In 2017, the actress became a minor internet sensation when a photo leaked from the set of biblical drama “Mary Magdalene,” showing her smoking a cigarette in full costume right next to a crucified Jesus (Joaquin Phoenix) on the cross. The anachronistic image quickly became a meme on social media and was picked up by sites such as BuzzFeed, which declared it “art.”

Mara, 33, laughs at the mention of the picture, which was snapped in between takes.

“My grandparents have it framed in their house, actually,” she says.

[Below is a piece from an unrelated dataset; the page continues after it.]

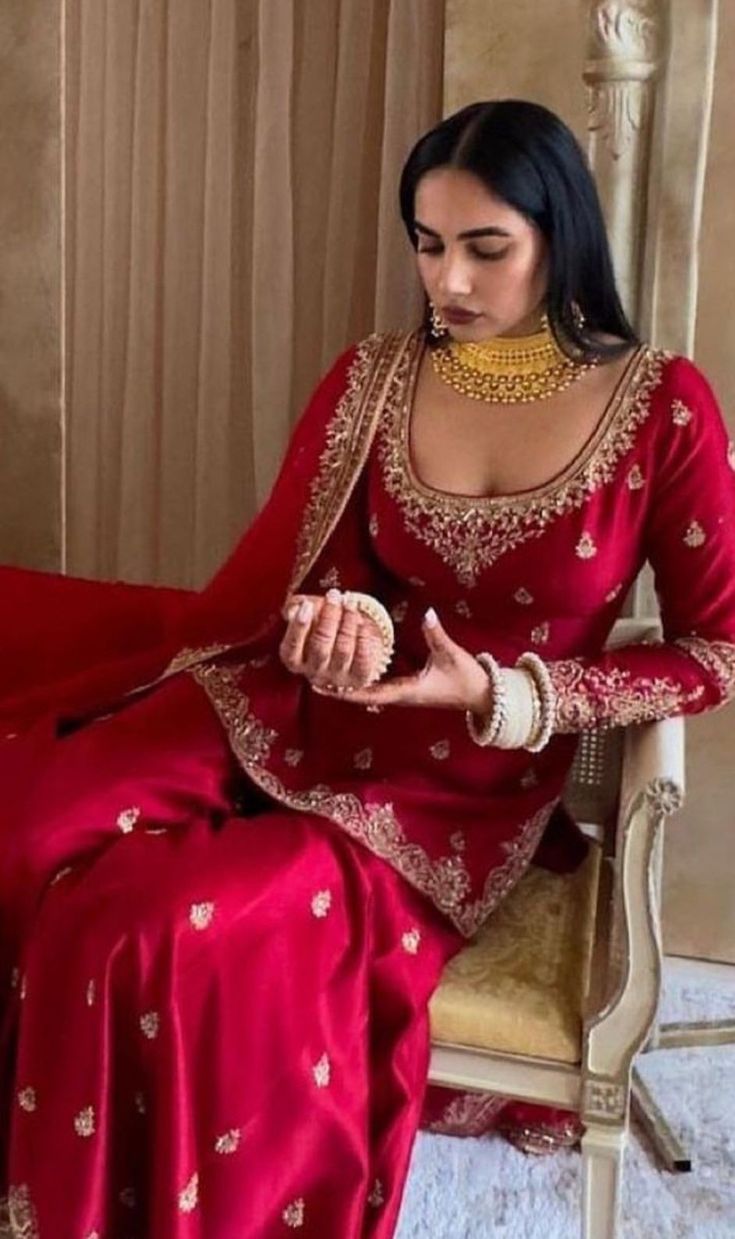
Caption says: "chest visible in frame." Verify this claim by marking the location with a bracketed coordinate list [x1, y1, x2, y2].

In all fairness, “I was lighting it for (Phoenix) because he couldn’t use his hands.”

April 13 update: Phoenix told CNN.com he refused to do one thing:

Near the beginning of “Mary Magdalene,” which opened Friday in the United States, the script called for Jesus to heal a blind woman by rubbing mud in her eyes, an echo of John’s Gospel. (It’s a blind man in the Bible, a blind woman in the film.)

“I knew about that scene from the Bible, but I guess I had never really considered it,” Phoenix told CNN in a recent interview.

“When I got there, I thought: I’m not going to rub dirt in her eyes. Who the f*!# would do that? It doesn’t make any sense. That is a horrible introduction to seeing.”

The Bible doesn’t fully explain why Jesus used mud or clay to heal the blind, though some experts say it was a common practice among first-century healers.

In “Mary Magdalene,” Phoenix decided to go with his gut, licking a mudless thumb and gently rubbing the woman’s eyes.

“It freed me up, in some ways, to discover what is truthful in the moment,” he said. “That moment is not so much about a real miracle. It’s about someone who has been dismissed by society finally being seen, embraced and encouraged to join the broader community. To me, that is a miracle. There’s something profoundly beautiful about that sentiment.” . . .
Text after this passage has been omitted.